Ihre Sprachspiele und Gedichte werden im Deutschunterricht analysiert, Ihre Theaterstücke, Musicals und Filme in den Unterricht einbezogen. Sehen Sie sich in einer Tradition oder zumindest in guter Nachbarschaft zu literarischen Vorläufern wie Christian Morgenstern und Robert Gernhardt?

Ja, durchaus. Da Sie Robert Gernhardt erwähnen: Wir kannten uns persönlich. Dazu kam, dass wir beide am selben Tag im selben Jahr geboren sind, beide am 13.12.1937. Wir sind beide sowohl Autoren als auch Zeichner, haben uns oft ausgetauscht, und Robert Gernhardt hat mir auch die Angst vor dem Reimen genommen. Die moderne Lyrik kommt ja ohne den Reim aus, aber er sagte, wenn man nicht abgedroschene Reime nimmt wie "Herz" und "Schmerz", sondern neue erfindet, dann ist es gerade der große Reiz, dass ein Gedicht sich reimen kann und darf.

Sie haben Kunst studiert und etwa sechs Jahre lang auch als Kunsterzieher gearbeitet. Sie haben die Figuren Ihrer Geschichten meist selbst entworfen. Zeichnen Sie noch immer?

Ja. Es gibt noch bis Mitte Januar eine große Ausstellung meiner Illustrationen von 1968 bis 2017 in der Bamberger Stadtbibliothek.

Illustrieren Sie auch immer noch fremde Texte?

Nein, nicht mehr. Die eigene Arbeit am Text nimmt viel Platz weg.

Was zeichnet ein gutes Kinderbuch aus? Hat sich das im digitalen Zeitalter geändert?

Buchcover von "Das Tätowierte Hund"
Skurril und fantasievoll: "Der tätowierte Hund"Bild: Rowohlt Taschenbuch Verlag

Nein, das hat sich überhaupt nicht verändert, finde ich. Ganz egal, ob ich ein Buch auf dem Tablet lese oder im Buch blättere: Der Text, die Geschichte bleibt ja immer dieselbe. Ich glaube, dass das Buch sowieso nicht aussterben wird, weil es einfach etwas Haptisches ist. Man hat ein Buch in der Hand, es knistert, wenn man eine Seite umblättert, man kann es abends mit ins Bett nehmen, man muss nicht irgendein Teil aufladen, das Buch ist immer aufgeladen. Insofern hat sich für mein Gefühl durch die Digitalisierung nichts geändert. Und die Geschichten, die ich vor 40 Jahren geschrieben habe, kommen bei Lesungen noch genauso bei den Kindern an, und sie lachen an denselben Stellen, wie sie 1970 gelacht haben oder 1980.

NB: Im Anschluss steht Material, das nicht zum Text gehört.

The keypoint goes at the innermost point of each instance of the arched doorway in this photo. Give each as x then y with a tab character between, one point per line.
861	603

In wie vielen Sprachen lebt das Sams? 

Meine Bücher sind inzwischen in 50 Sprachen übersetzt, auch ins Arabische und Persische, ins Chinesische und Japanische. Ich war in China, in Japan und in der Türkei und habe vorgelesen. Aber merkwürdigerweise gibt es kein englischsprachiges Buch. Im Französischen gibt es zwei, aber dort wurden die Titel nach zehn oder 15 Jahren aus dem Verlagsprogramm genommen. Anders ist es bei meinen Theaterstücken. Ich bin ja einer der meistgespielten deutschen Theaterautoren, was die wenigsten wissen.

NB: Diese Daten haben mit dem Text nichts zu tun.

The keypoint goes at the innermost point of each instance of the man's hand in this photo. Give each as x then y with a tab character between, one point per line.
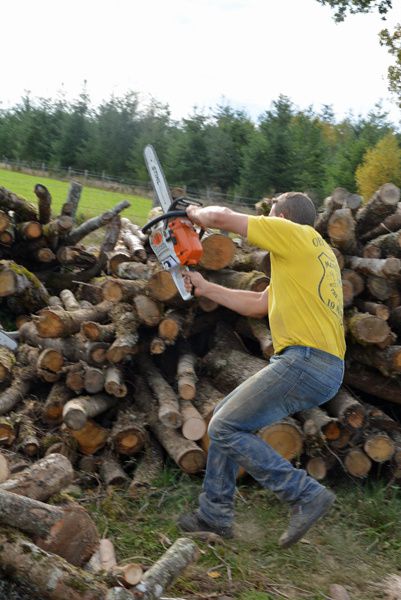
197	281
200	216
218	217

Sie haben über 20 Theaterstücke, Musicals und Opernlibrettos für Kinder und Erwachsene geschrieben. Auch als Theaterautor sind Sie seit Ende der 1960er Jahre erfolgreich. Was macht die Magie des Theaters aus?

Da müsste ich jetzt eine lange Erklärung liefern… Theater hat für mich die Magie, dass man in einen Raum geht, dass es dunkel wird, dass sich ein Vorhang aufmacht, dass ein Licht erst mal die Bühne beleuchtet, und dann kommen die Schauspieler, und meistens gibt es noch eine Bühnenmusik – es entsteht so ein Gemeinschaftsgefühl im Theater: Wenn der Nebenmann und andere lachen, dann lacht man viel leichter. Und wenn es eine traurige Szene gibt und im Publikum unter den Kindern alle fast den Tränen nahe sind, dann ist es ein ganz starkes Gemeinschaftsgefühl, das eigentlich nur im Theater entstehen kann.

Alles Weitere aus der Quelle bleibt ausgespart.